Every alert created for integration monitoring should have a purpose. Otherwise they just cause noise and reduce the effectiveness of other alerts. Most importantly, the recipient of the alert should know exactly why they receive it and how they should react. If a clear purpose cannot be identified, it is better to disable such an alert.
2. Which process conditions require alerts?
Alerts should be set up to catch priority issues and unexpected situations. Usually, every single error or failed transaction does not require attention from anyone.
You should find an acceptable level of process errors for each monitored step of the process and alert only when that threshold is exceeded. You could also want to trigger an alert when volumes of successful transactions drop below or rise above the normal level.
For each monitored process, you should consider the following two questions:
1. Does the situation require human intervention?
If not, there is no point having an alert for it.
2. What is the potential impact of a failure in the monitored process?
If it is not a priority issue, alerts might not be needed or they could be set up to trigger at longer intervals.
3. How frequently the alert conditions should be checked?
The frequency of the alert check determines how often the alert may be triggered if the trigger conditions are met. This is one of the most important settings to be configured for alerts.
An alert that is set up with good intentions may turn into annoying and easily disregarded spam, if it triggers too often. On the other hand, if the check is done too seldom, reacting to emerging problems may be slowed down too much.
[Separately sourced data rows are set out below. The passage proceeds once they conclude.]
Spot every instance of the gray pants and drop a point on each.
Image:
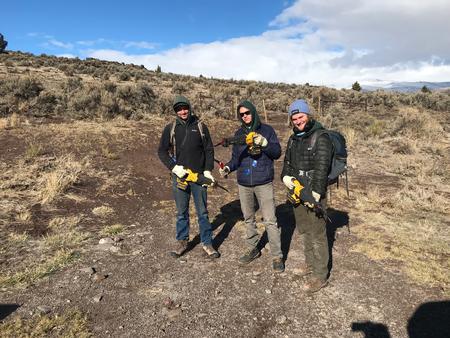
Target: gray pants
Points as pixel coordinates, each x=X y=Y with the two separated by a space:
x=266 y=200
x=314 y=231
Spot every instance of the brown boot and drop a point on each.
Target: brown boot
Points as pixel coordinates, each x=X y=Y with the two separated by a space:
x=302 y=270
x=210 y=251
x=180 y=248
x=314 y=284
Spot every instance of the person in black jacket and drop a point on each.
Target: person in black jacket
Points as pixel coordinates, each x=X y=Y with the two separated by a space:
x=187 y=145
x=254 y=164
x=310 y=165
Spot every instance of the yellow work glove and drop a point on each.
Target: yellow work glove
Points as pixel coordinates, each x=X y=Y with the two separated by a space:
x=179 y=171
x=260 y=140
x=249 y=139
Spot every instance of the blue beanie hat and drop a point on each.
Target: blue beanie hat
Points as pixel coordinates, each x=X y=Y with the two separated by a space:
x=298 y=106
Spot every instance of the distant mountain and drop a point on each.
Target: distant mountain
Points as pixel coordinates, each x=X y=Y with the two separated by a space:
x=405 y=87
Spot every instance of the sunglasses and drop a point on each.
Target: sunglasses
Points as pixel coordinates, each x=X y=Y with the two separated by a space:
x=179 y=108
x=248 y=112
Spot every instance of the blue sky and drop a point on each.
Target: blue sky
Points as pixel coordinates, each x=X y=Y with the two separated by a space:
x=45 y=26
x=322 y=42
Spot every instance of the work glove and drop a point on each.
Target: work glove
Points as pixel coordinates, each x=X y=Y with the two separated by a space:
x=224 y=171
x=309 y=205
x=208 y=175
x=288 y=181
x=316 y=196
x=179 y=171
x=260 y=140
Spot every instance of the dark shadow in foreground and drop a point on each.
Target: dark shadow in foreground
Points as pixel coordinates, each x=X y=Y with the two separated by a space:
x=7 y=309
x=371 y=329
x=338 y=219
x=430 y=320
x=286 y=220
x=229 y=215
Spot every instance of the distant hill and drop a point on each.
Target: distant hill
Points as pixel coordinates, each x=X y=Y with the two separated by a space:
x=407 y=87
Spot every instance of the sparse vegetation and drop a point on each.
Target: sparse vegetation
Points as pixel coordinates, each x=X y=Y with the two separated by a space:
x=356 y=86
x=77 y=165
x=71 y=323
x=111 y=230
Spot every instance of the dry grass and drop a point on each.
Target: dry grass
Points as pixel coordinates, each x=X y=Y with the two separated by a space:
x=71 y=323
x=111 y=230
x=103 y=211
x=351 y=136
x=64 y=233
x=36 y=271
x=15 y=238
x=407 y=224
x=64 y=175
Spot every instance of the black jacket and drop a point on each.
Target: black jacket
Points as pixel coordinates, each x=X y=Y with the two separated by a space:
x=191 y=151
x=255 y=170
x=301 y=157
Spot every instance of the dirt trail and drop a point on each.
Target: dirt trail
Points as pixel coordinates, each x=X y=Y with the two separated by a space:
x=149 y=294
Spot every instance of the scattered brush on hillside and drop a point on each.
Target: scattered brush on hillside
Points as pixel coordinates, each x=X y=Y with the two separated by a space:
x=406 y=222
x=72 y=88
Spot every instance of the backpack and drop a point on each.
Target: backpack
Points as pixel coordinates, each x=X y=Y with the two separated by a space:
x=172 y=136
x=338 y=165
x=339 y=158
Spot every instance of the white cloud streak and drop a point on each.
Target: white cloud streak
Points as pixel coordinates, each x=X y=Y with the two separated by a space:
x=321 y=42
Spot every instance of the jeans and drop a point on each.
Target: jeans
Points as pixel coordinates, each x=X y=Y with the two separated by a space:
x=266 y=200
x=314 y=231
x=182 y=198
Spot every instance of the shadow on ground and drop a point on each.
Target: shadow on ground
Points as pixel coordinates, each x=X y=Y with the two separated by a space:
x=7 y=309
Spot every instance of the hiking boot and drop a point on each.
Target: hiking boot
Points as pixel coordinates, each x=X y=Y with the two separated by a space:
x=314 y=284
x=278 y=265
x=180 y=248
x=302 y=270
x=249 y=256
x=210 y=251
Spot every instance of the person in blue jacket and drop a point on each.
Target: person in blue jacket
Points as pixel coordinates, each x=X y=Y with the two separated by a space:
x=253 y=162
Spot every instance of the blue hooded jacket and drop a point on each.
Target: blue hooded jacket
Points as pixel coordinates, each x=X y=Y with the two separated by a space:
x=254 y=170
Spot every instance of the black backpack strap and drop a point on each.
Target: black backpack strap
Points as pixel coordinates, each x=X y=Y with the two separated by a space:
x=313 y=139
x=172 y=140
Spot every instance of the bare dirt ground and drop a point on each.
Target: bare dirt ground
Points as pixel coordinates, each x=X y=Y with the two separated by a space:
x=131 y=287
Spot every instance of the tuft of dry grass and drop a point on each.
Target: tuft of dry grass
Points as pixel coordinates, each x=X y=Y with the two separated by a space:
x=114 y=229
x=32 y=151
x=58 y=260
x=16 y=238
x=351 y=136
x=71 y=323
x=64 y=233
x=103 y=211
x=64 y=175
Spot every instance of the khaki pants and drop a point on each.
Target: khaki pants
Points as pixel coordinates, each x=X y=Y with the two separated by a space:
x=266 y=200
x=314 y=232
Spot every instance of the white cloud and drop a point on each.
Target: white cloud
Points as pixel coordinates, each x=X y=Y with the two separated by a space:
x=322 y=42
x=60 y=44
x=140 y=44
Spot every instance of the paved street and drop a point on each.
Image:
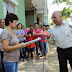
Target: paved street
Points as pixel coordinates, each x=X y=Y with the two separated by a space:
x=49 y=65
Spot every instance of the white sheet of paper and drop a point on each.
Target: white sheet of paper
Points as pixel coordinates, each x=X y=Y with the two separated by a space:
x=34 y=40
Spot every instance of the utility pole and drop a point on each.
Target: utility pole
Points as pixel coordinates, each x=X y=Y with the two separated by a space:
x=45 y=13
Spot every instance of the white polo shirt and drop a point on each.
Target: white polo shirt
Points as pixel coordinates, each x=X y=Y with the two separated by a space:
x=62 y=35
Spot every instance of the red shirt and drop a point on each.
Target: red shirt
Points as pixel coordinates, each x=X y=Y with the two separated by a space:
x=30 y=39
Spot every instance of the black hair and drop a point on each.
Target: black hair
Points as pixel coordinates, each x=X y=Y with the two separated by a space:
x=18 y=25
x=29 y=32
x=46 y=25
x=10 y=17
x=31 y=25
x=36 y=23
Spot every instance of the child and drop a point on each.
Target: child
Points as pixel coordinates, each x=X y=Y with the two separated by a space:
x=31 y=47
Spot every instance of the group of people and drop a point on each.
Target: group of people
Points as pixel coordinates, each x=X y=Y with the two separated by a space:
x=13 y=40
x=31 y=34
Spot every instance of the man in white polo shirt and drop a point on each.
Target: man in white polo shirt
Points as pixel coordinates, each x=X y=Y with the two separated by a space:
x=62 y=34
x=2 y=25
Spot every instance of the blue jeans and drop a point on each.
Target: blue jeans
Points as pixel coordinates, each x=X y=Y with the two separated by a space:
x=46 y=47
x=0 y=62
x=11 y=66
x=23 y=54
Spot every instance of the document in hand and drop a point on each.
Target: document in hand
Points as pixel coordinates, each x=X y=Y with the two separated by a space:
x=34 y=40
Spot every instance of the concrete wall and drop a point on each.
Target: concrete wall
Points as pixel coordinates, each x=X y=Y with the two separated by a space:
x=21 y=11
x=29 y=18
x=1 y=9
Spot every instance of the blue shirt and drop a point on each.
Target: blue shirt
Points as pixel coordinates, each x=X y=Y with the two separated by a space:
x=21 y=32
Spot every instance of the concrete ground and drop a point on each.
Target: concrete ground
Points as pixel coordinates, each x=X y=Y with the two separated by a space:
x=42 y=65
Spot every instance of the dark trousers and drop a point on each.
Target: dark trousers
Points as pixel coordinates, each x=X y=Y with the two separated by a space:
x=63 y=56
x=3 y=68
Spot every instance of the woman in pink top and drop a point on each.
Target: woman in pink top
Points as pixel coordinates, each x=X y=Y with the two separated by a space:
x=45 y=41
x=39 y=44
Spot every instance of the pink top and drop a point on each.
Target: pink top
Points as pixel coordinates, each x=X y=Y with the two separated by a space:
x=45 y=38
x=38 y=35
x=27 y=31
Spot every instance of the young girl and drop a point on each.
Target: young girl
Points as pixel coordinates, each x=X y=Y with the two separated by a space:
x=31 y=47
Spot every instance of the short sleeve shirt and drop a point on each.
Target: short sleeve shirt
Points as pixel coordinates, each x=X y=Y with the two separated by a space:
x=10 y=56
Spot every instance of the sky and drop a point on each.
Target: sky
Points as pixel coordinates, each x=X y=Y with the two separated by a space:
x=55 y=7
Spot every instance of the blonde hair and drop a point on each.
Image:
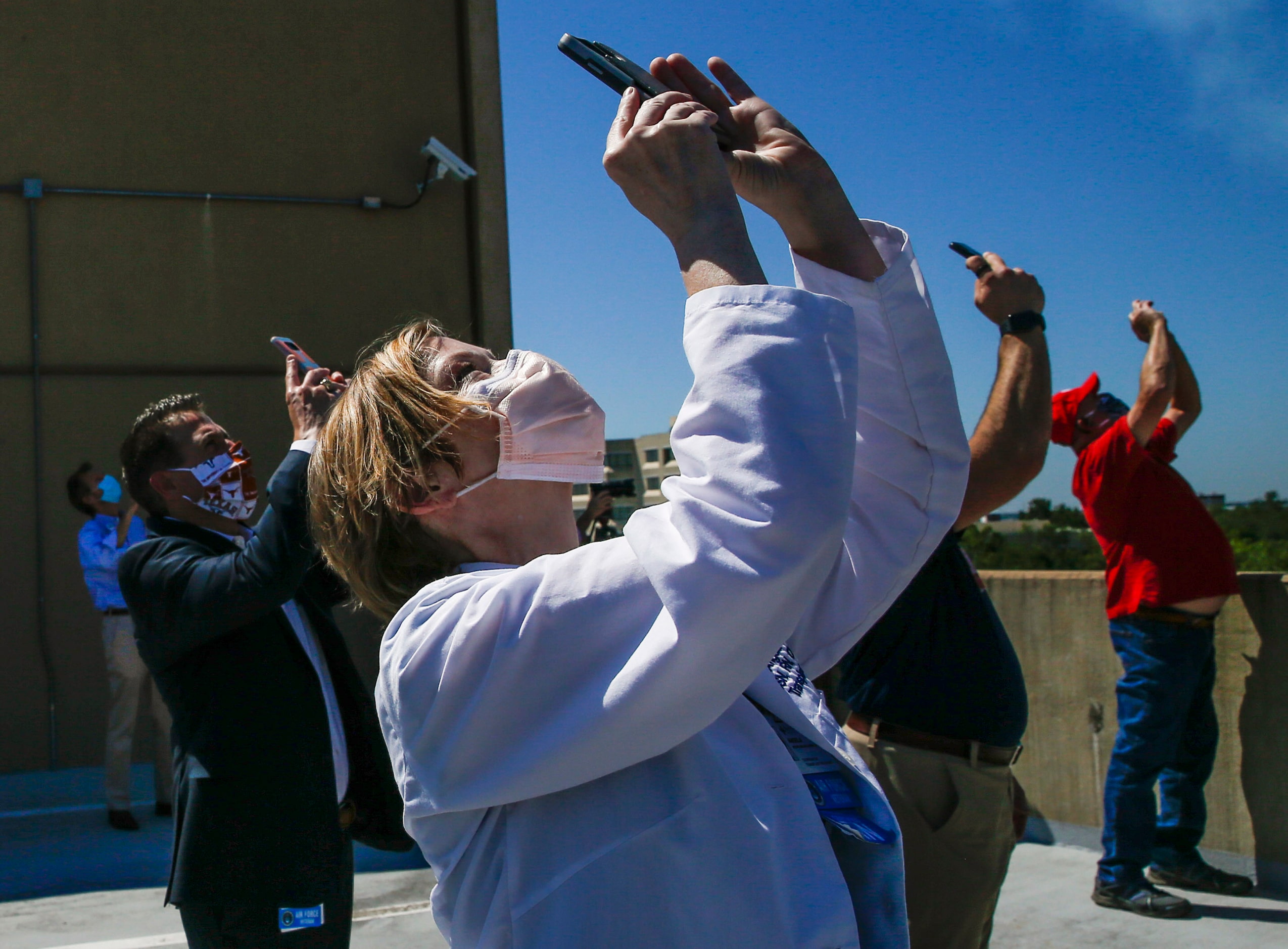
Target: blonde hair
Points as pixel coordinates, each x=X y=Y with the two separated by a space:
x=372 y=456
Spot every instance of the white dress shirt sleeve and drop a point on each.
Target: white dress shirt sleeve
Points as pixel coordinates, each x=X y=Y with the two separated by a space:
x=509 y=684
x=911 y=455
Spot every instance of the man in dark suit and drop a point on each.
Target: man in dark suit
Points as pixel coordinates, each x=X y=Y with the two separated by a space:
x=278 y=756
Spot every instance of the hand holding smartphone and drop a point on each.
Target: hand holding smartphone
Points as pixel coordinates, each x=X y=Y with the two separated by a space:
x=289 y=347
x=620 y=74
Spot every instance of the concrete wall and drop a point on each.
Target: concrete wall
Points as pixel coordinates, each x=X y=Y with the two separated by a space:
x=139 y=298
x=1058 y=624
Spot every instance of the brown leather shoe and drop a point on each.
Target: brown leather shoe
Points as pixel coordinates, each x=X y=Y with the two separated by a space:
x=1141 y=898
x=1202 y=877
x=123 y=821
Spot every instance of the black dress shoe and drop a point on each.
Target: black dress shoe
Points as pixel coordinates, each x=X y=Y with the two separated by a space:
x=1202 y=877
x=123 y=821
x=1140 y=898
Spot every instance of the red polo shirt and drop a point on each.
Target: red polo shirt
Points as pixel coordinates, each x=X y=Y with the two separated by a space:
x=1161 y=544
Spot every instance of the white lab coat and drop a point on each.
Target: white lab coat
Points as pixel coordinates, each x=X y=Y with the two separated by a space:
x=576 y=751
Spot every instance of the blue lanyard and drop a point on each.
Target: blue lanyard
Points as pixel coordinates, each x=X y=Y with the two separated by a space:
x=836 y=801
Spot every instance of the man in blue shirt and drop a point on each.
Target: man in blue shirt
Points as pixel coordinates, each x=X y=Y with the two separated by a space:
x=106 y=536
x=937 y=696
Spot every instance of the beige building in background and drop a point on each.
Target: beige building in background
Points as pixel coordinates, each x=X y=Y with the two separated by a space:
x=141 y=297
x=646 y=460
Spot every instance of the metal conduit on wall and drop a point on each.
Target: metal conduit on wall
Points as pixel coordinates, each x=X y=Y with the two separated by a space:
x=32 y=191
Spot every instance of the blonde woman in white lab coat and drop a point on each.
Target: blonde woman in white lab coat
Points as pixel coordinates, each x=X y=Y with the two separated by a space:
x=618 y=745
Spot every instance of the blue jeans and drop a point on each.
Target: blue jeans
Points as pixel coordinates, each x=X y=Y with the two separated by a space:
x=1167 y=734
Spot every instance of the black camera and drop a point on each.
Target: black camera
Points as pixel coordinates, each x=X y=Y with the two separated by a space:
x=624 y=487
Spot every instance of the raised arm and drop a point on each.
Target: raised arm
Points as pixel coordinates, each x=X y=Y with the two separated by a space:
x=1157 y=372
x=910 y=451
x=1186 y=401
x=1010 y=442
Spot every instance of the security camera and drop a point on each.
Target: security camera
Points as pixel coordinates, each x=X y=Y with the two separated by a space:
x=449 y=163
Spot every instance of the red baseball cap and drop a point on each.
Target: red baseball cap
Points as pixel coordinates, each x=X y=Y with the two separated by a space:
x=1064 y=409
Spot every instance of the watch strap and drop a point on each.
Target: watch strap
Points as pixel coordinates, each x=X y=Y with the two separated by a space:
x=1022 y=322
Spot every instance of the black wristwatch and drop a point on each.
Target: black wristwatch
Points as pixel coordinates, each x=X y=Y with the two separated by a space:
x=1022 y=322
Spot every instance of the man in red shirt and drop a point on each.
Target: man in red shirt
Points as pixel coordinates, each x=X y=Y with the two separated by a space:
x=1170 y=570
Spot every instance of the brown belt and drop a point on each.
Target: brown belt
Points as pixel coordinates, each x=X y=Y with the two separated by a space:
x=348 y=814
x=880 y=731
x=1176 y=617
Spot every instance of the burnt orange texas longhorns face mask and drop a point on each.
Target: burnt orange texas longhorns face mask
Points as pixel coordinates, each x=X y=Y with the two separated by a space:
x=229 y=483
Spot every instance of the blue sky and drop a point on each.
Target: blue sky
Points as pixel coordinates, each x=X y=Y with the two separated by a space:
x=1115 y=149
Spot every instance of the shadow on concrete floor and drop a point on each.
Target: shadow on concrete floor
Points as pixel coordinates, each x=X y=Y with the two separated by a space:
x=53 y=841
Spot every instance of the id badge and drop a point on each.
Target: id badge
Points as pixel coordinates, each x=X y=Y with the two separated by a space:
x=836 y=801
x=290 y=919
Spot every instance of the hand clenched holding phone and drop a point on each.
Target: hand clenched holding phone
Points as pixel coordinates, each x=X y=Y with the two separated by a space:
x=775 y=168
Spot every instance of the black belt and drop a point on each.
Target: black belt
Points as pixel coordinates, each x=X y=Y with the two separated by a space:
x=348 y=814
x=880 y=731
x=1176 y=617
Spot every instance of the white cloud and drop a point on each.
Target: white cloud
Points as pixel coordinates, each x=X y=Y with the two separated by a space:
x=1235 y=53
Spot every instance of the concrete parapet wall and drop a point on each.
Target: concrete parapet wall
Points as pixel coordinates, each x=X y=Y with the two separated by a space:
x=1058 y=624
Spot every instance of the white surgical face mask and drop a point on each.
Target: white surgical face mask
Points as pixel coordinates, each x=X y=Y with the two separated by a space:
x=229 y=483
x=552 y=429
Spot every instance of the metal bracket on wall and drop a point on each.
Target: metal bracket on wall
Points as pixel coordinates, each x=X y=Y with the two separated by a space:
x=32 y=191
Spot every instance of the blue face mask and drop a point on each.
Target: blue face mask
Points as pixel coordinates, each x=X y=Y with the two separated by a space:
x=1112 y=405
x=111 y=490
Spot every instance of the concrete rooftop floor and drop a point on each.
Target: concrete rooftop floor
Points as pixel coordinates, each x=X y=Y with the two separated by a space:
x=1045 y=906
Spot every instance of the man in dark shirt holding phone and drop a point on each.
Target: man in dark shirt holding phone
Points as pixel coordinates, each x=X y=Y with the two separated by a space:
x=1169 y=571
x=935 y=689
x=280 y=764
A balance between fast reaction time and less spam has to be found. Is it truly necessary to get the alert every 30 minutes or once an hour? Or is it enough to check the process four times a day with potentially a reaction time of six hours?
Tip: In Aino.io you can choose when email notifications are sent from an alert. You may choose to receive an email once when an alarm starts to trigger and once when the triggering stops. Optionally, you may want to get notified every time the alert is triggered.